The right to keep and bear arms will not be infringed, but the nature of the arms one is allowed to bear can be regulated, and anyone unsuitable to the context of a militia (criminals, the mentally ill, and yes, back then slaves as well) would not be allowed to exercise this right. Society benefits from these balancing points, and none of this keeps law-abiding citizens like Ms. Ross, you or me from legally acquiring guns with considerable killing power if we wish to.

Scalia understands this. Reagan understood this. The NRA understood this up until the 1970s. Believing that securing a safe, civil society for all requires all of us to walk around armed and ready to kill strangers in snap decisions is the truly dangerous mindset. I hope you never have cause to have to kill someone in self-defense, but your paranoid distrust of others and desire to walk around with deadly force in hand makes me glad I live in a state that makes it hard to do that.

DinsdaleP

Oh, I thought I was being pretty logical in breaking it down, and providing factual counter-views to yours from two highly respected conservative icons.

This isn’t about “I win, you lose”, it’s about being able to see what the other side of an issue is, and that other viewpoints can have valid elements to them even when they don’t line up 100% with yours.

Reagan passed the Mulford Act to prevent California citizens from bearing arms in public. These citizens weren’t looking for trouble, but simply wanted to employ their constitutional 2nd Amendment right to self-defense against government brutality.

That self-defense-against-abusive-government motivation goes to the very heart of why you and your colleagues believe the 2nd Amendment exists. And then a chief executive passes a law to remove the ability of lawful citizens to bear arms in self-defense against the state – the worst-case scenario you imagine Obama planning, but it actually happened in the 1960’s.

And it was done by Ronald Reagan. And done with the support of the NRA.

But there’s no analysis of that historical fact by CNAV. You stir up the faithful by talking of tyrants and what people “might” do if they aren’t stopped, but your own icons did much more and much worse than anything in Obama’s executive orders.

If you’re going to condemn any and all forms of gun control as “infringement”, then you and your associates should at least be consistent and address the history of Reagan and gun control. There was no outcry then, and there’s no criticism now – why?

DinsdaleP

And please stop with the “we face a tyranny as vicious as that of Adolf Hitler” rhetoric. For someone who cares about Israel as much as you do, it’s sad that you’re equating conditions in America today to life under the Nazis.

Try telling that line of yours to the face of any elderly Jewish survivor of WWII Germany, and be prepared to wipe their spit off your person afterward.

DinsdaleP

“And if no one cried out against Reagan, that was because he granted far greater freedom than he took away. Freedom to produce. To trade. To hire and fire.”

Hmmm.
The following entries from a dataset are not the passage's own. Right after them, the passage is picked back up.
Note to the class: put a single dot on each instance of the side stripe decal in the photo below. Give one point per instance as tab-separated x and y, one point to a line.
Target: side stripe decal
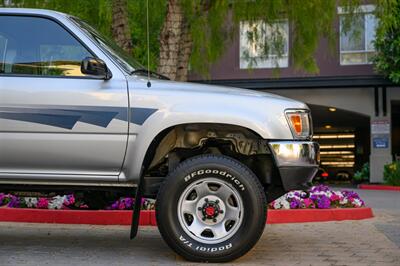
67	117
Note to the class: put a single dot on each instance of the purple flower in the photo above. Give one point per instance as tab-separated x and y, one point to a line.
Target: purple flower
43	203
2	198
323	202
295	203
14	202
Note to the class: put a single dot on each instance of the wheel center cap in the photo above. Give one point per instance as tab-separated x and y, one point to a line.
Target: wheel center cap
210	211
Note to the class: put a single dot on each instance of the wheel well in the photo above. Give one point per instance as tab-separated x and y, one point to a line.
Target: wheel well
178	143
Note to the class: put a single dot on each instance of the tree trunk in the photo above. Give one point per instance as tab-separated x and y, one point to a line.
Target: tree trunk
120	25
175	44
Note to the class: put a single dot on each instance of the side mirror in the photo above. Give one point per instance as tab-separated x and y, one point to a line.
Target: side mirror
95	67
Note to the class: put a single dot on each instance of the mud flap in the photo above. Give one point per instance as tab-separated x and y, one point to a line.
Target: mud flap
136	209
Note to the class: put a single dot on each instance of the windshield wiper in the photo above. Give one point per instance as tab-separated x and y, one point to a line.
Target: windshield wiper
152	73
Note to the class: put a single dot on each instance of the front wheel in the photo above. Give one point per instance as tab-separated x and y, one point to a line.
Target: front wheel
211	209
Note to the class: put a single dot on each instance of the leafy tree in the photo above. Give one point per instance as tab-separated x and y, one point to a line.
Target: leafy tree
196	33
387	41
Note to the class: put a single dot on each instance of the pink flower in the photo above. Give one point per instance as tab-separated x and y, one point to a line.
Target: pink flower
43	203
308	203
334	197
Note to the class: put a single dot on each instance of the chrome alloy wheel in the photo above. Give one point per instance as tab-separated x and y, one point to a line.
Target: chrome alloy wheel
210	210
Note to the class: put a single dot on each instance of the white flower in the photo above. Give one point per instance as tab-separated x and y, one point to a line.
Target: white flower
285	205
357	203
57	202
277	205
30	202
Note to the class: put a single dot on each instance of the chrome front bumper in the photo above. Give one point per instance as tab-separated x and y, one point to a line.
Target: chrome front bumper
297	162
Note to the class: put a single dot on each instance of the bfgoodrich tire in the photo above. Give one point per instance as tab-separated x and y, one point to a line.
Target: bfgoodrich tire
211	209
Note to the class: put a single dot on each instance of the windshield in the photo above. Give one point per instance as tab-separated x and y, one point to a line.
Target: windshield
122	58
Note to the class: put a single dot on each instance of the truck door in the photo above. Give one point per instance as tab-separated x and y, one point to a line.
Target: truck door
54	120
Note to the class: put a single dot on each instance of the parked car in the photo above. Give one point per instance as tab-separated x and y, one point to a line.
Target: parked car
77	113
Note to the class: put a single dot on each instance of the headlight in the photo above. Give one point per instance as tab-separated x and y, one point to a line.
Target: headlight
300	123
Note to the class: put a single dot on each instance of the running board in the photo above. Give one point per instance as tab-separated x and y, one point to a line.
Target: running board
66	183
So it’s okay to take away your Second Amendment rights if you throw some economic bones to the people being deprived of their rights. By that logic, Obama could take away everyone’s guns if he provided enough jobs and economic growth to “keep the sheep pacified”.

Sorry, I’m not buying it.

DinsdaleP

Fair enough, but I was asking where the outrage was over this from the editors at CNAV. You attack Obama over what you think might happen because of what you believe his agenda is, but the available facts are that his executive orders do nothing to disarm anyone.

However, there is a 1960’s precedent for one of the actions that you consider tyrannical, unconstitutional, and worthy of civil disobedience. And yet it was not found to be unconstitutional, the NRA supported it, and there was no civil disobedience over it.

Considering that this took place in our lifetime (well, yours and mine at least), it’s hard to make an effective case for your position, you need to rationalize why it was acceptable for a conservative icon to have enforced more restrictions on 2nd Amendment rights than Obama has ever proposed. Anything less is just hypocrisy.